A roving drone cam showed me she was frowning. “You are a person.”

Oh, that we can’t talk about. “Not legally.”

She took a breath to speak, then reconsidered and released it. I knew she wanted to argue the point, but I was right, so. There wasn’t much else to say about it. She said instead, “Why did it make you feel that way?”

“I don’t know.” That was true. But pulling the archived memory had brought it back, vividly, as if it had all just happened. (Stupid human neural tissue does that.) The words kept wanting to come out. It gave me context for the emotions I was feeling, I managed not to say. “It kept me company without…”

“Without making you interact?” she suggested.

That she understood even that much made me melt. I hate that this happens, it makes me feel vulnerable. Maybe that was why I had been nervous about meeting Mensah again, and not all the other dumb reasons I had come up with. I hadn’t been afraid that she wasn’t my friend, I had been afraid that she was, and what it did to me. I said, “The shuttle will take you and the others to the company gunship. I’m not going with you.” I hadn’t meant to tell her and I don’t know why I did. Did I secretly want her to talk me out of it? I hate having emotions about real humans instead of fake ones, it just leads to stupid moments like this.

She almost stopped, but remembered at the last second not to. “I can protect you.”

“Because you own me.”

“That’s what they think, but we—” She cut herself off, and took a breath. “I wish you trusted me, but I understand why you don’t.”

One of my alerts tripped. The one I really, really hoped wouldn’t trip, the one I’d set on StationSecAdmin. An authorization for a non-station security operation had just come through to the human supervisors.

This is one of those “oh shit” moments.

In the same second, the port emergency klaxon sounded. The humans and augmented humans stopped, flinched, looked around. I pulled Mensah to a halt, because we’d be noticed if we kept moving and every second they didn’t identify us was vital.

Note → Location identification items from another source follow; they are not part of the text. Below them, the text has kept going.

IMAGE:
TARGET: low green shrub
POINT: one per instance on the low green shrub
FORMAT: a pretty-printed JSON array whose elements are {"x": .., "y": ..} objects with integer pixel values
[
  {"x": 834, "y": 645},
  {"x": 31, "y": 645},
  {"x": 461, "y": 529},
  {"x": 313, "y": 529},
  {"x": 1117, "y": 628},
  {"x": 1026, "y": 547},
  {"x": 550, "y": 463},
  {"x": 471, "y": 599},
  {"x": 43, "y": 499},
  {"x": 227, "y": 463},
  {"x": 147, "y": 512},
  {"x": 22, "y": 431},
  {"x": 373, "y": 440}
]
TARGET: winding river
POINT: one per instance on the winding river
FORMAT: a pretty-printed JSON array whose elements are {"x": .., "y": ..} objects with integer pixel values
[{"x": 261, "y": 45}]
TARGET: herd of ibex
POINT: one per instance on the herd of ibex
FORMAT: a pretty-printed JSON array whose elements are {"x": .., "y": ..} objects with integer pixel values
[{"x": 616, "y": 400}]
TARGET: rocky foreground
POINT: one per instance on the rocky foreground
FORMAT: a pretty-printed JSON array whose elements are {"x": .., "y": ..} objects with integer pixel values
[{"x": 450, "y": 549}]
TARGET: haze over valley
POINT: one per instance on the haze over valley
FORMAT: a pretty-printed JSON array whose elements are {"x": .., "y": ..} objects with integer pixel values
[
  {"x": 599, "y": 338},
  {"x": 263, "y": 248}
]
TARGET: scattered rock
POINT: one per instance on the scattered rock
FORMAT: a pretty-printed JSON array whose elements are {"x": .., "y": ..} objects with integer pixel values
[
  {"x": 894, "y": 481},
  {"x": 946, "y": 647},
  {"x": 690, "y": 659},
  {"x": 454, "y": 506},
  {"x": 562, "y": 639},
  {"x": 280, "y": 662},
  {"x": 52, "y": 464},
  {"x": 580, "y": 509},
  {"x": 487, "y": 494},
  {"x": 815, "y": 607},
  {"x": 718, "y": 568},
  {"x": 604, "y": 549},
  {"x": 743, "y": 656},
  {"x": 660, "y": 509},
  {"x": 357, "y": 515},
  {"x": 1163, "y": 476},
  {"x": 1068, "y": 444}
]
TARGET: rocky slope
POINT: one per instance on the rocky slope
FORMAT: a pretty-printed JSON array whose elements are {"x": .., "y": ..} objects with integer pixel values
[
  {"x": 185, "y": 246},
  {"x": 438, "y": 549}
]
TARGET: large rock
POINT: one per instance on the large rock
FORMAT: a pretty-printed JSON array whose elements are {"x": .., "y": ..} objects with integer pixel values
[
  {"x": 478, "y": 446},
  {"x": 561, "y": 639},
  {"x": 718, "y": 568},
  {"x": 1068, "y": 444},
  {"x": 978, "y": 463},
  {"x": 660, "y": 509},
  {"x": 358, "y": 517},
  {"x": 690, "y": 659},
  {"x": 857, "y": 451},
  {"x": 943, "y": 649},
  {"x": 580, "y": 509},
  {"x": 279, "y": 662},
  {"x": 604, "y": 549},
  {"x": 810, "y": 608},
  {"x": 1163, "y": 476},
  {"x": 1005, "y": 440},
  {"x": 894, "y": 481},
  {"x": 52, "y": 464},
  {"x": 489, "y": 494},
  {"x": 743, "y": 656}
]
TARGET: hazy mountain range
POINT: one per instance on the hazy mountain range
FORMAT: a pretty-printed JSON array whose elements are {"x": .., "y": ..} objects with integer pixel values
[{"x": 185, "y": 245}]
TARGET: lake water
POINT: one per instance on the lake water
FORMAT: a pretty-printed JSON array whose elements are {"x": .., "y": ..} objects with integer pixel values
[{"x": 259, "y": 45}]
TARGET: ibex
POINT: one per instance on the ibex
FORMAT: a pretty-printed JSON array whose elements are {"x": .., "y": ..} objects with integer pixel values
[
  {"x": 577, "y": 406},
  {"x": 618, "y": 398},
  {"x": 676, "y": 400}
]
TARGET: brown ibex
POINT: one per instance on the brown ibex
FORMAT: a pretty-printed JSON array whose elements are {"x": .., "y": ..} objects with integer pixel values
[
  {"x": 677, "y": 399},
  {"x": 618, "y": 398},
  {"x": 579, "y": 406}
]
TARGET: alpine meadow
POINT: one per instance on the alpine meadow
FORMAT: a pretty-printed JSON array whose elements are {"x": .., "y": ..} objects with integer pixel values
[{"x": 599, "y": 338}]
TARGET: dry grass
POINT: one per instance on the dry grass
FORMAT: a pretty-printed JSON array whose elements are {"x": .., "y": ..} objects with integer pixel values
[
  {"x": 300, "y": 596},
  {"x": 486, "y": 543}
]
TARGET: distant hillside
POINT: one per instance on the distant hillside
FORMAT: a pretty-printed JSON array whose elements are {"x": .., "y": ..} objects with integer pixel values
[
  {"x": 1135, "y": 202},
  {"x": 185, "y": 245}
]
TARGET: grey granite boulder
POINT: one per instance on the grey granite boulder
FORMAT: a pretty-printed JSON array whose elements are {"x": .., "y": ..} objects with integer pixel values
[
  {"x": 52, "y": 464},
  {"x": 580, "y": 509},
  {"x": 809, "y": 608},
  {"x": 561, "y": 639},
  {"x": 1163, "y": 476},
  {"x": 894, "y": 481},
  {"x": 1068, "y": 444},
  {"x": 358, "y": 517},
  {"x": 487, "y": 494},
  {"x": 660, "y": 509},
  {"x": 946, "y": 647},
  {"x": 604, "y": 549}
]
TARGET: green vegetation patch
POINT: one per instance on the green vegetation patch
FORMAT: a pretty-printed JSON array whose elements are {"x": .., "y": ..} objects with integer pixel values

All I could tell from StationSecAdmin was that the emergency had been triggered manually by a human supervisor, though the authorization for GrayCris-employed Palisade operatives to enter the port was technically still pending. This was a human PortSec or Port Authority supervisor trying to do their job, giving the humans on the embarkation floor extra time to evacuate. Then the public feed cut off in mid-advertising and the PA official feed said, Emergency lockdown, take shelter/shelter in place, armed security will be moving through port—

Around us, humans started to walk, then run back toward the public security barrier. Hauler bots went inactive, cargo lifters went up into a hover pattern, drones swirled up into formations overhead. At the locks directly across from us a ship in the process of unloading sent a comm alarm through the feed, canceling disembarking, telling confused passengers to get back aboard. (Note, it was a ship from a non-corporate political entity—the corporate ships just sealed their locks.)

I tugged on Mensah’s hand and started to run. It was twenty meters to the next gate, and just beyond it were the shuttles. Mensah yanked up the skirt of her caftan and sprinted, keeping up with me. I considered picking her up so I could hit my top speed, but if I did that, the drones would ID us.

The gate was a bulkhead that arched down from the domed ceiling, with pylons forming multiple doorways, each wide and high enough for big hauler bots. As we ran toward it, an air wall shimmered into place between the pylons.

I had time to hope it was just a safety precaution. You can still push your way through an air wall; it’s designed to stop atmosphere loss in the event of a hull breach but still allow humans to get away from the place where the breach occurred.